2. Spacemen 3 | I Love You (Remix)
I'm a latecomer to the Sonic Boom oeuvre, not sharing the teenage fandom of my friends. I dig the interplay between their rock elements, and textural & spatial elements - the radio noise (referenced in the lyrics, natch), the whisperings of an attentive audience heard in the 45 minute An Evening Of Contemporary Sitar Music. Hot clarinet riff at the end!
3. Guru Guru | Samba Das Rosas
This one is sort of an oddity in Guru Guru discography, a Spanish-guitar / hand percussion campfire freak-out with sandwiched between the hard psych of their earlier material and the Talking Heads-inflected prog of the late 70s.
4. The Human League | Empire State Human
Heard this on a DJ Chaos X mixtape a few years back at the height of my Boredoms trainspotting years, and I keep coming back to this choon. Pretty essential vocal round at the end, plus a helium-vox call-and-response!
5. Pom Pom | Untitled (from Pom Pom #1)
Stupid people think it's cool, smart people think it's a joke - also cool. (See also, Rotterdam Termination Source - Poing)
6. Telex | Plus De Distance
Telex has a reputation for their sense of playfulness in both their lyrics and production, but I think this sentimental francophone electropop might have their tongue planted most firmly in their cheek.
7. Model 500 | The Flow
1990's Juan Atkins production with a raw, syncopated 303 line underneath ice-cold shimmering crystals with a fractured amplitude envelope. I've been spending some time considering the lyrical move from a lover's attributes to Christ's.
8. Faust | Liebeswehen 2
Late-era Faust gets a bad rap, but this stuff holds up well. I used this synth-drenched 90s tune in a short film in which comedian Rodney Dangerfield performs the improbable Triple Lindy dive in the 1980s comedy Back To School superslow.
9. Hans-Joachim Roedelius | Johanneslust
The pastoral themes of kosmiche music have always touched a sentimental streak inside of me. Sunlit pools in the forest by day and the far-off sound of the stormy ocean at night.

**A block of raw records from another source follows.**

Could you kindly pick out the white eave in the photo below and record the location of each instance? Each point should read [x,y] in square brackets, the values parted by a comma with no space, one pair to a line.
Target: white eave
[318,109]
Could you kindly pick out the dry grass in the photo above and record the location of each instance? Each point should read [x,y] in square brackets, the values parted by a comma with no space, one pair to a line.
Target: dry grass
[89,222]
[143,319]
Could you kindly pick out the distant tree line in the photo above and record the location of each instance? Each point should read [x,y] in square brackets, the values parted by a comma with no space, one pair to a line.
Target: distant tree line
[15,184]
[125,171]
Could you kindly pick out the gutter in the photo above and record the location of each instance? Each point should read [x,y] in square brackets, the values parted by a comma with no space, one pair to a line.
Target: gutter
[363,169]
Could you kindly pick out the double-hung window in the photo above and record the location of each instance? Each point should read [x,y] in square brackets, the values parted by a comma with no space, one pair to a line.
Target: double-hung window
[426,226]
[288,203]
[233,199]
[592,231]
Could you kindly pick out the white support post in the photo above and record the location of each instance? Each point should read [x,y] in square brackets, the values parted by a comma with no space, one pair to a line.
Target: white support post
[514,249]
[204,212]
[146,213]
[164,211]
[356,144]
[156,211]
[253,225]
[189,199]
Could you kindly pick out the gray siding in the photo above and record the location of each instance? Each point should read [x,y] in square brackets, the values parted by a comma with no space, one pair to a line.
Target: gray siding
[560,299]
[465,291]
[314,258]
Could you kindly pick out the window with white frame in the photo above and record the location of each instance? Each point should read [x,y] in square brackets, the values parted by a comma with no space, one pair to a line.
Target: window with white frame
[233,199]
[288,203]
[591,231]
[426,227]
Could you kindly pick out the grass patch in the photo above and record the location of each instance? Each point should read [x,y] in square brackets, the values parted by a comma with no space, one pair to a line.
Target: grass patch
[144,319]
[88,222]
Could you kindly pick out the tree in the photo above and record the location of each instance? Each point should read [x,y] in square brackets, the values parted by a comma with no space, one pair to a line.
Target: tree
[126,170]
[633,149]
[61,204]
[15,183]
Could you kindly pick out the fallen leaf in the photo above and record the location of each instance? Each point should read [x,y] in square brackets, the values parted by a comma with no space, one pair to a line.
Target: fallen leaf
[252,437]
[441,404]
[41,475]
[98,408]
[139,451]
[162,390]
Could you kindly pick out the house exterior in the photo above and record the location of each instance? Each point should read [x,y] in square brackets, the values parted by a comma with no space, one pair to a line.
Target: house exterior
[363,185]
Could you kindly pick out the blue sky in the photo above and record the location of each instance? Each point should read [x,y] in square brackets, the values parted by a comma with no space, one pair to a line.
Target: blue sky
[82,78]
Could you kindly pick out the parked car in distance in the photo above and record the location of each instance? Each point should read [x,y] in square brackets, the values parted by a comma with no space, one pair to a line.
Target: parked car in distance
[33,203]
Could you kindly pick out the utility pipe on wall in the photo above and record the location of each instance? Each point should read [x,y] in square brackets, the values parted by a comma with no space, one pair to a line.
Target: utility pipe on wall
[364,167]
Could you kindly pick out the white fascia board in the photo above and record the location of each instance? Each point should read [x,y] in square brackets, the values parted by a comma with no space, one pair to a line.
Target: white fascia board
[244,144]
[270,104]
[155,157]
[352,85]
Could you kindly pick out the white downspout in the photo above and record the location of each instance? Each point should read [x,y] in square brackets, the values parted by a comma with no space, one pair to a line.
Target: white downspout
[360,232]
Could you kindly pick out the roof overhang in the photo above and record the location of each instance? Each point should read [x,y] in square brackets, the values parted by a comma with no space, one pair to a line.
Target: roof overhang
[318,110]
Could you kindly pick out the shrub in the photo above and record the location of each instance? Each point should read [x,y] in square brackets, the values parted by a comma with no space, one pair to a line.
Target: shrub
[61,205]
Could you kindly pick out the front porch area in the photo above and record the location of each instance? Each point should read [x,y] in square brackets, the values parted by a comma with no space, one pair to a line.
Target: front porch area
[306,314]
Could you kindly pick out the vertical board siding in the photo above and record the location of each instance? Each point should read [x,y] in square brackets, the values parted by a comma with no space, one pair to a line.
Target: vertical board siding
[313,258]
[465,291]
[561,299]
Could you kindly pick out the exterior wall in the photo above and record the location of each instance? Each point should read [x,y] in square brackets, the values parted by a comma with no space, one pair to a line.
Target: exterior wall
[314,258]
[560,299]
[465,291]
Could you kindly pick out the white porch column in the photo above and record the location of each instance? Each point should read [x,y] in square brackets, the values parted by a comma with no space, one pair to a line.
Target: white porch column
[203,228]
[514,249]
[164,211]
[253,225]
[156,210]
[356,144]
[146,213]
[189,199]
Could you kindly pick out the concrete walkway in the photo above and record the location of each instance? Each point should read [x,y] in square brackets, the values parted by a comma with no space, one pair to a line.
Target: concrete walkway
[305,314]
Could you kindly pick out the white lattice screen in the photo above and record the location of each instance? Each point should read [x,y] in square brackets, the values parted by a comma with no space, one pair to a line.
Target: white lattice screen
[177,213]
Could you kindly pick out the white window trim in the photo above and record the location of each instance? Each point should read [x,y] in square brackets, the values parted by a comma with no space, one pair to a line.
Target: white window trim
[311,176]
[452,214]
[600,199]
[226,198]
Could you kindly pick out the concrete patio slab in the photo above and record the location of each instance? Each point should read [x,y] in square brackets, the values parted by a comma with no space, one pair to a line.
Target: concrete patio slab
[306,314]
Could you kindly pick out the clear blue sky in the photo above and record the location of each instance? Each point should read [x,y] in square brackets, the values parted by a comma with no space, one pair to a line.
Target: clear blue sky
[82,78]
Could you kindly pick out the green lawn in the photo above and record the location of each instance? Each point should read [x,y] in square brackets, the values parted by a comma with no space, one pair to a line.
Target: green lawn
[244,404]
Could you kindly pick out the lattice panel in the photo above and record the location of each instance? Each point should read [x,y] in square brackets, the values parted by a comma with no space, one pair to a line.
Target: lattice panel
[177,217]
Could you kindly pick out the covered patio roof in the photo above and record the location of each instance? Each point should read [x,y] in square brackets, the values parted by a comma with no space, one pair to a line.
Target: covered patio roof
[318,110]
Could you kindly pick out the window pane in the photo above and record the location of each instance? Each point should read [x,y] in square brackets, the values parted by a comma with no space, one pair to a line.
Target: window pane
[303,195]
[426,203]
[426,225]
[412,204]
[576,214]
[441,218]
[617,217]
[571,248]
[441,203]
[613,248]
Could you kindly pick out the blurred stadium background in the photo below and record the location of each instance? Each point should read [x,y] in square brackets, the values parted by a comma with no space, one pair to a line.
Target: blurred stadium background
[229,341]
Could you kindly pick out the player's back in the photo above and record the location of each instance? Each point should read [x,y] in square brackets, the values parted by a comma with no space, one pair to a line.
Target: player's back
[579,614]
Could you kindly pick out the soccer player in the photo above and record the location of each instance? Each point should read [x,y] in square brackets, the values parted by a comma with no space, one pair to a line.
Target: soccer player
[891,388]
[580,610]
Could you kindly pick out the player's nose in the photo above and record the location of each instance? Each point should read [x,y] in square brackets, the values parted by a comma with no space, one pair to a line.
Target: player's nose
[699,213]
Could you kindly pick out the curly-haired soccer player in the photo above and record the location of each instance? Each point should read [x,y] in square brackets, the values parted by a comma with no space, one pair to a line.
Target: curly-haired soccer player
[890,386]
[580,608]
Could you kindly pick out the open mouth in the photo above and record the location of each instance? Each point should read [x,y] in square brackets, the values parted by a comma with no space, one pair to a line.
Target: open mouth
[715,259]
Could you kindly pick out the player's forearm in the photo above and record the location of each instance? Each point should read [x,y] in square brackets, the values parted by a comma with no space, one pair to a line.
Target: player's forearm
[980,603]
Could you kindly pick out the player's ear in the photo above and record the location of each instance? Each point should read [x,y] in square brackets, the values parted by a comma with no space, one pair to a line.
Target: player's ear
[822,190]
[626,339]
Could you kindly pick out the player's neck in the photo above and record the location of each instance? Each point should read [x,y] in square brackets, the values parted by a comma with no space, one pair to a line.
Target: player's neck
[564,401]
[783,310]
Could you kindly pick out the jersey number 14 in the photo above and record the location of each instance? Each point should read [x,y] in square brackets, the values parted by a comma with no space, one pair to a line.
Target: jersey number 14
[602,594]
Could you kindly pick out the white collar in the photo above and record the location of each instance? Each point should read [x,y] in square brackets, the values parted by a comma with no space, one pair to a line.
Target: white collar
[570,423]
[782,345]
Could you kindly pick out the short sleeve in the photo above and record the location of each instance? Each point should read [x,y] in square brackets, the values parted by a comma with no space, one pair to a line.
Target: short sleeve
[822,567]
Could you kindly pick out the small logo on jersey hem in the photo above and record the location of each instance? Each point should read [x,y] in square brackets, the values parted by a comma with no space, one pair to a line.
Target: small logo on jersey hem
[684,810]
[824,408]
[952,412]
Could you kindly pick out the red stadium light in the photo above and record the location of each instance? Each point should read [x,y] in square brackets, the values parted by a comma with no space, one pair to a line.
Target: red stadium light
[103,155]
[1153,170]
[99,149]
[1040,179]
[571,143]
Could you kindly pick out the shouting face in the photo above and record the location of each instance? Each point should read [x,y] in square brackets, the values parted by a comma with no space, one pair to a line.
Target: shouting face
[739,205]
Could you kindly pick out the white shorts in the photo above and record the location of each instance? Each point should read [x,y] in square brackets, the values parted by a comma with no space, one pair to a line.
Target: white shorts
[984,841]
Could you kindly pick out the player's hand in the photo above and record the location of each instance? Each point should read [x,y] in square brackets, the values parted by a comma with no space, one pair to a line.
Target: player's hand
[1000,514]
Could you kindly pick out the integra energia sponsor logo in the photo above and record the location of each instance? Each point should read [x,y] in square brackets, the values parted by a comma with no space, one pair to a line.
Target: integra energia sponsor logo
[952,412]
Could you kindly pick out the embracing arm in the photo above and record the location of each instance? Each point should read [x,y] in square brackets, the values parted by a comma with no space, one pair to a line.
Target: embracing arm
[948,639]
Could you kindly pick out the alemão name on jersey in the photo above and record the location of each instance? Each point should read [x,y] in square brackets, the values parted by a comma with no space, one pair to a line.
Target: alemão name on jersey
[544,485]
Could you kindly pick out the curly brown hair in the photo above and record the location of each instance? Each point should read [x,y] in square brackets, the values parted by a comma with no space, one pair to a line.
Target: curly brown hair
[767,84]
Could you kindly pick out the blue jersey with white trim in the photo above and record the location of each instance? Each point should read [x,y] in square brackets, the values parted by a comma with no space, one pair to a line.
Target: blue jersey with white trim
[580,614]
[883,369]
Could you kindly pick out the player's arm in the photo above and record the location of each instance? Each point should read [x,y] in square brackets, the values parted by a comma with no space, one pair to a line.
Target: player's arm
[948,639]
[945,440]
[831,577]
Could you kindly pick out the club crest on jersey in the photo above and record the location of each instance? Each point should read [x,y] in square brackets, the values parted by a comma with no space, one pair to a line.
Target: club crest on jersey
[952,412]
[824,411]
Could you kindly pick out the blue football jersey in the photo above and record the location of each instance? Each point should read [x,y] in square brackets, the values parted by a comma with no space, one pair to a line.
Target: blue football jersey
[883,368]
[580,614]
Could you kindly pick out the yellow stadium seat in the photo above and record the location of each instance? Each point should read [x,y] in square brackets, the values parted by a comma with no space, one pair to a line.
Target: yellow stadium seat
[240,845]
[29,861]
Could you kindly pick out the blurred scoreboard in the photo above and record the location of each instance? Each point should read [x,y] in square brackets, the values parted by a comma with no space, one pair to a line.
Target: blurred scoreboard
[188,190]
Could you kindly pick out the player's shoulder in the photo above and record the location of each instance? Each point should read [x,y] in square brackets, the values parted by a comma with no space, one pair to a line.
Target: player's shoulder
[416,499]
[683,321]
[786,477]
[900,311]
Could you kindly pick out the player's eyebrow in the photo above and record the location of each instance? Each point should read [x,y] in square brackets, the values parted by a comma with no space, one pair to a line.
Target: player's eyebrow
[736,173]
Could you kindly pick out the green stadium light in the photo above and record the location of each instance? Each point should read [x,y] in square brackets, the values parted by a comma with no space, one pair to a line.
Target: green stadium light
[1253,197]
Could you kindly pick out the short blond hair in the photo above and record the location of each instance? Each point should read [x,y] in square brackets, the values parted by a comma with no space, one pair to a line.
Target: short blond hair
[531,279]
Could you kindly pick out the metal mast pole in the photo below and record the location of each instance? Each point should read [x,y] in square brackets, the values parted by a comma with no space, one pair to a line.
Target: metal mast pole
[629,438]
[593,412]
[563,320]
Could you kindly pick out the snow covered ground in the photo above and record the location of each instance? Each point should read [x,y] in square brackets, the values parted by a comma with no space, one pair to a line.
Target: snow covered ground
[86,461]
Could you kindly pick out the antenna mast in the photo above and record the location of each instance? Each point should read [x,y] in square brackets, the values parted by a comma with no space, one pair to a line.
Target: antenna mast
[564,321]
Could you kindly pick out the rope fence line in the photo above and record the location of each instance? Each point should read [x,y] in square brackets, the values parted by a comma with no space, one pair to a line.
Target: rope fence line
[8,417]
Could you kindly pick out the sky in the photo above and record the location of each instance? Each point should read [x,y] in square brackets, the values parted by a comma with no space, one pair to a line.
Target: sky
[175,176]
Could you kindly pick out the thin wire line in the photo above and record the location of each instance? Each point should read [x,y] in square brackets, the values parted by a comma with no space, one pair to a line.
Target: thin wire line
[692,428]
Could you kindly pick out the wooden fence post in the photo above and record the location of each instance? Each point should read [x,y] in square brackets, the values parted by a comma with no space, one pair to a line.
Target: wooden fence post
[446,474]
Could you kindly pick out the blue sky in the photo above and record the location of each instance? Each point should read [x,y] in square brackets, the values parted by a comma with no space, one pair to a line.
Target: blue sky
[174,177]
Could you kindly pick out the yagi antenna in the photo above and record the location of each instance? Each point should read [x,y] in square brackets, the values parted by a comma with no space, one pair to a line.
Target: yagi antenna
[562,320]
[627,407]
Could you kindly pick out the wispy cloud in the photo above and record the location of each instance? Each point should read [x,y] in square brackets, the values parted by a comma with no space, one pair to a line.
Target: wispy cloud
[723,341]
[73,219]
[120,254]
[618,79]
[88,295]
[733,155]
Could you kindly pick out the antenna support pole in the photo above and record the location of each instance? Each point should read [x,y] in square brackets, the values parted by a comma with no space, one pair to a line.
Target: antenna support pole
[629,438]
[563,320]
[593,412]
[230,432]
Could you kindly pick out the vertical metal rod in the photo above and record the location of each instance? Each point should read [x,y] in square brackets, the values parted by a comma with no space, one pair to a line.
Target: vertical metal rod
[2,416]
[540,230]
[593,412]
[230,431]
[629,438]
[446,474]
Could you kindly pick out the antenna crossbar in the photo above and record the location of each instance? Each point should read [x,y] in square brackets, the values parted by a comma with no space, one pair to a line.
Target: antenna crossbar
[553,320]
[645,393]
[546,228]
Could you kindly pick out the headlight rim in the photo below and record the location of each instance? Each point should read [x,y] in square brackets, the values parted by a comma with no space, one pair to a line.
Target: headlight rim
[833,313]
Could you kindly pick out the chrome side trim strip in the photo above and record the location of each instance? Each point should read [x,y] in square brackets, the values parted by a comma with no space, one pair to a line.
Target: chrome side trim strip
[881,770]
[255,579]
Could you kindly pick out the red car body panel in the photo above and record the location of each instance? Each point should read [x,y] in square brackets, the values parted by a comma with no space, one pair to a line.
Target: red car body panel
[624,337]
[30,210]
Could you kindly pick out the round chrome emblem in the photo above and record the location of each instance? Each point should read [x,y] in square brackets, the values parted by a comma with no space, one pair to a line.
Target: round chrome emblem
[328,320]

10. ALTZ | Hilltop Greeting
First heard this song during one of my semi-monthly bicycle pilgrimages to the funerary greenbelt in Queens. Japanese DJ bros in chill Kangol hats on a John Oswald rampage through the Windham Hill catalog, afrobeat comps, steel guitar samples; ends up sounding like an urban Neu!, but more of a J Dilla groove that a Bohannon stomp.